Structural disulfide bonds are a covalent tertiary interaction in proteins, acting to stabilize a folded protein structure. Until recently, the classical view in biochemistry held that structural disulfide bonds are present almost exclusively in extracellular and compartmentalized proteins, as the reducing environment of the cytosol renders disulfide bonds only marginally stable [1,2]. In cellular compartments where disulfide bonding is abundant, such as the prokaryotic periplasm, disulfide-bond biochemistry is tightly regulated [3,4]. In the case of Escherichia coli, the DsbA–DsbB pathway in the periplasm, together with the thioredoxin and glutathione reductases in the cytoplasm, forms a cellular system that regulates disulfide-bond breakdown in the cytoplasm and formation in the periplasm. Interestingly, recent work has shown that alterations in these control mechanisms can make possible the formation of cytoplasmic disulfide bonds [5]. Indeed, it has been shown that certain mutants of E. coli can form protein disulfide bonds within the cytoplasm by utilizing thioredoxin as a disulfide exchange protein [6]. These studies illustrate how relatively small genetic changes can lead to cellular conditions that support intracellular protein disulfide formation in organisms with otherwise reducing cytosolic environments. The facility with which the cytosol of an ordinary bacterium can be manipulated to allow disulfide bonding relates to emerging revelations on disulfide bonding in unusual prokaryotes, particularly those of the thermophilic type.
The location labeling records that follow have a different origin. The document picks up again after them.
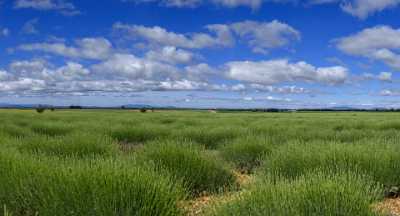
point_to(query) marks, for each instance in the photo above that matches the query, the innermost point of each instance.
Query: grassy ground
(196, 163)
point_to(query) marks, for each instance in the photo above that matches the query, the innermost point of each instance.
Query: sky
(201, 53)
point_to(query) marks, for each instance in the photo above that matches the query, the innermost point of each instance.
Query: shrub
(209, 137)
(377, 160)
(139, 134)
(199, 172)
(74, 145)
(31, 186)
(246, 153)
(312, 194)
(40, 109)
(51, 128)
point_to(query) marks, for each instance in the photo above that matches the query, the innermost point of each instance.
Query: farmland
(88, 162)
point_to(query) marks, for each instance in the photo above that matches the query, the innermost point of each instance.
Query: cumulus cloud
(281, 71)
(159, 35)
(30, 27)
(170, 54)
(378, 43)
(63, 6)
(363, 8)
(389, 92)
(194, 3)
(359, 8)
(279, 90)
(171, 3)
(4, 32)
(88, 48)
(130, 66)
(236, 3)
(385, 76)
(260, 36)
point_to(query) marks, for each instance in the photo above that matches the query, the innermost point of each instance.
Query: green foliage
(377, 160)
(40, 186)
(246, 153)
(199, 172)
(312, 194)
(139, 134)
(113, 162)
(75, 145)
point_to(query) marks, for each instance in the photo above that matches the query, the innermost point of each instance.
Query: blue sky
(201, 53)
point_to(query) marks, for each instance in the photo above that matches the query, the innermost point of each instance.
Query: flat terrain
(87, 162)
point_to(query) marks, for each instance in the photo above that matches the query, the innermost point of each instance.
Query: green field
(88, 162)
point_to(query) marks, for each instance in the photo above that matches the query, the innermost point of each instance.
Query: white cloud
(377, 43)
(35, 69)
(130, 66)
(159, 35)
(363, 8)
(236, 3)
(171, 3)
(89, 48)
(281, 71)
(4, 32)
(359, 8)
(30, 27)
(170, 55)
(4, 75)
(388, 92)
(63, 6)
(21, 85)
(279, 90)
(262, 36)
(200, 72)
(72, 71)
(385, 76)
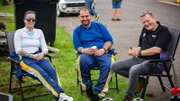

Previous genomic studies by our laboratory provided computational and biochemical evidence for the idea that disulfide bonds in intracellular proteins are present in certain thermophiles (organisms of optimal growth temperature, Topt, above 50 °C) and hyperthermophiles (Topt ≥ 80 °C) [7]. For the remainder of this paper, the term “thermophile” is used to refer to both thermophiles and hyperthermophiles. Here, multiple lines of computational and experimental evidence are presented that illustrate a widespread, yet nuanced, pattern of disulfide-bond utilization in intracellular proteins across 199 prokaryotes. The specific distribution of disulfides observed across these genomes suggests specialization in strategies used by organisms to stabilize their proteins. A comparative phylogenetic analysis is also described that provides compelling support for a specific protein, which has been named protein disulfide oxidoreductase (PDO) [8,9], in forming and maintaining intracellular disulfide bonds in thermophiles. A new crystal structure of another hyperthermophilic protein with three disulfide bonds is also presented along with a survey of disulfide bonding in known three-dimensional structures from thermophiles. We interpret these results as implying a widespread stabilizing role for these intracellular disulfide bonds in certain organisms.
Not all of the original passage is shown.